"Fathia di mana bu?"
"Sebentar lagi bertemu Fathia, Adnan tenang ya." Ujar Arini sembari terus menuntun Adnan untuk mengimbangi langkahnya.
Mereka baru saja tiba di Rumah sakit di mana Fathia melahirkan, tetapi tetap saja wajah Adnan menampilkan ekspresi yang tidak tenang saat Fathia tidak berada dalam pandangannya.
Melihat Adnan panik dan tidak tenang seperti itu, sejujurnya membuat perasaan Anita dan Didi menjadi campur aduk. Sedih dan iba karena sudah lama mereka tidak melihat ekspresi Adnan yang seperti itu, mereka jarang sekali meninggalkan Adnan saat tertidur karena pasti putranya itu akan mencari mereka. Senang karena setelah beberapa bulan mereka tidak satu rumah, secara tidak sadar Adnan mencari orang yang membuatnya aman dan nyaman, karena memang Adnan bertingkah seperti itu jika ditinggalkan orang terdekatnya.
"Fathia!" Dengan setengah berteriak, Adnan memanggil nama istrinya itu sesaat baru saja pintu ruang rawat dibuka ibunya. Ia segera berlari mendekati Fathia dan tak segan memeluknya.
Kalila hanya menatap bingung Adnan yang bertingkah seperti sudah lama tak bertemu dengan kakak iparnya itu, ya walaupun pelukan memang selalu dilakukannya ketika Adnan bertemu dengan orang terdekatnya.
"Adnan jangan kelamaan peluknya, Fathia sedang istirahat." Tegur Arini.
Adnan pun mengendurkan pelukannya, tetapi matanya tetap menatap Fathia, seperti meminta penjelasan.
"Maaf ya Fathia tinggal tadi, soalnya perut Fathia sakit sekali pagi tadi, jadi pergi ke sini."

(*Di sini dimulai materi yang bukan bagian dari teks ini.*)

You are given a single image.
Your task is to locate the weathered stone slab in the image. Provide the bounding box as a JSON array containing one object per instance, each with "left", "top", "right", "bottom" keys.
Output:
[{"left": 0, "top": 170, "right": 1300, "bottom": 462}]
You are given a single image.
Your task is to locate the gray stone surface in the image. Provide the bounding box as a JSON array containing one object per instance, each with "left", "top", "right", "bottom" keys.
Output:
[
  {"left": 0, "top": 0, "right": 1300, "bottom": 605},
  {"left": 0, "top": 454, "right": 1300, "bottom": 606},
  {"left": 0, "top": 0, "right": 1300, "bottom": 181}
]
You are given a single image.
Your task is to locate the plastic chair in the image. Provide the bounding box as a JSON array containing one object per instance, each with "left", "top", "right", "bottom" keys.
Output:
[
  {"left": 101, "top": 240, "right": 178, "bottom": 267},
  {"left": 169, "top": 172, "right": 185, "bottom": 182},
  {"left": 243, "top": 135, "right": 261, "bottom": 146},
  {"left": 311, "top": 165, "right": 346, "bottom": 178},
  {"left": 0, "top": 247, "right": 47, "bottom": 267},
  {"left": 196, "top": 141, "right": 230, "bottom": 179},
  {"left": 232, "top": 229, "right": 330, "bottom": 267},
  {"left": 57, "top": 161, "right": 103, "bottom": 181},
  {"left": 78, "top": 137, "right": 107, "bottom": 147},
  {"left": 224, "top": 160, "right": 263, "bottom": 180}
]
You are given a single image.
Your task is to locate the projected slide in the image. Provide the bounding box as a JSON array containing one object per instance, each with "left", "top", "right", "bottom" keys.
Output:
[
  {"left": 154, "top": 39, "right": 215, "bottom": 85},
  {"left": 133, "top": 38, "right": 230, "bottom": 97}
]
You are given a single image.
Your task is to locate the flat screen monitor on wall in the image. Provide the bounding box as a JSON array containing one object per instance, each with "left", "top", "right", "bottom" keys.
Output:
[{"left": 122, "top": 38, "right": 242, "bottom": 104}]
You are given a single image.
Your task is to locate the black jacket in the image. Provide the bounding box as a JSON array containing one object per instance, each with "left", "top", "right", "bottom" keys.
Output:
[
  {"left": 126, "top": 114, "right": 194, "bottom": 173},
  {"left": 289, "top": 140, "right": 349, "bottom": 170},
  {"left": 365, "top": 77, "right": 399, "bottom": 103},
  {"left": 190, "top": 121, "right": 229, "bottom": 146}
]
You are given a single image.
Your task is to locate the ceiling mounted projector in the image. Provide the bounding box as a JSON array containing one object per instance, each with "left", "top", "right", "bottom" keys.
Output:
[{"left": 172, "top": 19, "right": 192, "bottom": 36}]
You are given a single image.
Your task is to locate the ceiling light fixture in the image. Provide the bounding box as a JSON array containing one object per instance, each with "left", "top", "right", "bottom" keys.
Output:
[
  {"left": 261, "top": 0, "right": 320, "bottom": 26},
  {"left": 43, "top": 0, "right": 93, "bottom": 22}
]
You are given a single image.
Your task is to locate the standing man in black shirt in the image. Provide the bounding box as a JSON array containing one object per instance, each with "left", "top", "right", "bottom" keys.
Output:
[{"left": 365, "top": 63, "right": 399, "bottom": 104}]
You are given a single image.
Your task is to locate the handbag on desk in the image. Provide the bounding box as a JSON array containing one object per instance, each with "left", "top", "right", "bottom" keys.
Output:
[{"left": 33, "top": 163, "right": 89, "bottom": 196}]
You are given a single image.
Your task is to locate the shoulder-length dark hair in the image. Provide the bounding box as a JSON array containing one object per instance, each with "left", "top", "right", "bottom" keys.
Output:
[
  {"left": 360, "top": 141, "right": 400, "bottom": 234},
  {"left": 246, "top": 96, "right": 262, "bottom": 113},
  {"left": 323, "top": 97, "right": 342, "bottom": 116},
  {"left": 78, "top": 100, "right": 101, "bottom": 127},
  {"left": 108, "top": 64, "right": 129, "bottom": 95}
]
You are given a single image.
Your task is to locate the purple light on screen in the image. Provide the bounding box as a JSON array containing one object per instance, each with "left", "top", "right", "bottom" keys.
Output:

"Sakit perut? Sekarang bagaimana? Fathia sudah minum obat?"
Fathia sedikit terkekeh melihat respon Adnan yang terlihat ekspresif sekali sekarang, jarang sekali ia melihat suaminya seperti ini.
"Sudah tidak sakit, karena bayinya sudah lahir. Adnan mau melihat bayinya?"
Adnan sebenarnya bingung, tetapi ia hanya menganggukan kepala saja saat bisa mencerna kalimat terakhir yang Fathia utarakan.
"Adnan pindah ke sini." Ucap Fathia menyuruh Adnan yang tadinya berada di sisi kiri, untuk bergeser ke sisi kanan, di mana bayinya tertidur di box bayi.
Fathia membuka kain tipis yang menutup box bayi, menampakan Thalia dengan kulit merahnya.
"Fathia, bayinya mirip dengan yang ada di mimpi Adnan!" Adnan berseru senang.
Fathia hanya tersenyum melihat Adnan yang langsung terdiam seperti terpana melihat Thalia.
"Adnan boleh elus pipinya?"
"Boleh, tapi pelan-pelan ya."
Adnan mengelus pipi Thalia dengan perlahan, rasanya ia ingin mencubit pipi bayi yang ada di hadapannya ini, tetapi tentu saja ia mengingat pepatah sang Ibu yang tidak boleh mencubit bayi ataupun anak kecil.
"Fathia!" Seru Adnan heboh saat melihat Thalia membuka matanya sesaat, kemudian kelopak matanya kembali tertutup.
Baru pertama kali menatap mata Thalia, Adnan sudah jatuh suka, ingin terus menatap mata indah bayi itu, entah mengapa.
"Nama bayinya siapa, Fathia?"
"Thalia, panggilan yang Adnan inginkan, bukan?"
Adnan hanya menganggukan kepalanya menanggapi ucapan Fathia. Matanya terus menatap Thalia tanpa berpaling.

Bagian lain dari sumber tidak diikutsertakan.